Engineering the phosphoinositide-binding profile of a class I Pleckstrin homology domain

Pleckstrin homology (PH) domains are protein modules that bind with varying degrees of affinity and specificity membrane phosphoinositides. Previously we have shown that although the PH domains of the Ras GTPase-activating proteins GAP1(m) and GAP1(IP4BP) are 63% identical at the amino acid level they possess distinct phosphoinositide-binding profiles.

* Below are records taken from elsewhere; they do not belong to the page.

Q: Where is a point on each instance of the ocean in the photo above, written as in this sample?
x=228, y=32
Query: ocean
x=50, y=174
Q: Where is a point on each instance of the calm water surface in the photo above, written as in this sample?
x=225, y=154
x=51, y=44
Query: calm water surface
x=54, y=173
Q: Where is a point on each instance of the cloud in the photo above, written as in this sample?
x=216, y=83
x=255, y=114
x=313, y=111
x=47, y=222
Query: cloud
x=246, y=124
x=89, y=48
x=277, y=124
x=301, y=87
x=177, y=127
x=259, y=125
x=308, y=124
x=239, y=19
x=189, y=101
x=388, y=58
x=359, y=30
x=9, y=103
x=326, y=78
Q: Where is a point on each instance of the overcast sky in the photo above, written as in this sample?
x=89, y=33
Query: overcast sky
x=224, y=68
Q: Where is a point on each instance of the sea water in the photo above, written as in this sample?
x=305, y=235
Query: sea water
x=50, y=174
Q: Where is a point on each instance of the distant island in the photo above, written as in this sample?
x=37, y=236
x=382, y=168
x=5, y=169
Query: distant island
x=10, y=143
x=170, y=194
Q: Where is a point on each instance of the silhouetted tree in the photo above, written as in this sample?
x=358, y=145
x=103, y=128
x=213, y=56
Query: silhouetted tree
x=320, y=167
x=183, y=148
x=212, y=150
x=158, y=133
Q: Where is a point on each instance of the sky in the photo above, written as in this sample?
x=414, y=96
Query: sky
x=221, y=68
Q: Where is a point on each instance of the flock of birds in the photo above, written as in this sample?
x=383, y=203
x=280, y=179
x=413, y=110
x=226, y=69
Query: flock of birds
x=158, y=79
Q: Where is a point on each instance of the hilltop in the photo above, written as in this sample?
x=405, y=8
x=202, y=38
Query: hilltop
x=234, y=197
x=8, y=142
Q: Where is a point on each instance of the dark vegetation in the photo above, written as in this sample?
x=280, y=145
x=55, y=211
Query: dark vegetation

The GAP1(m) PH domain binds phosphatidylinositol 3,4,5-trisphosphate (PtdIns(3,4,5) P-3), whereas the domain from GAP1(IP4BP) binds PtdIns(3,4,5) P-3 and phosphatidylinositol 4,5-bisphosphate ( PtdIns(4,5) P-2) equally well. These phosphoinositide specificities are translated into distinct subcellular localizations. GAP1(m) is cytosolic and undergoes a rapid PtdIns(3,4,5) P-3-dependent association with the plasma membrane following growth factor stimulation. In contrast, GAP1(IP4BP) is constitutively associated, in a PtdIns(4,5) P-2-dependent manner, with the plasma membrane (Cozier, G. E., Lockyer, P. J., Reynolds, J. S., Kupzig, S., Bottomley, J. R., Millard, T., Banting, G., and Cullen, P. J. (2000) J. Biol. Chem. 275, 28261 - 28268). In the present study, we have used molecular modeling to identify residues in the GAP1(IP4BP) PH domain predicted to be required for high affinity binding to PtdIns( 4,5) P2. This has allowed the isolation of a mutant, GAP1(IP4BP)( K591T), which while retaining high affinity for PtdIns( 3,4,5) P-3 has a 6-fold reduction in its affinity for PtdIns( 4,5) P-2. Importantly, GAP1(IP4BP)-(K591T) is predominantly localized to the cytosol and undergoes a PtdIns( 3,4,5) P-3- dependent association with the plasma membrane following growth factor stimulation. We have therefore engineered the phosphoinositide-binding profile of the GAP1(IP4BP) PH domain, thereby emphasizing that subtle changes in PH domain structure can have a pronounced effect on phosphoinositide binding and the subcellular localization of GAP1(IP4BP).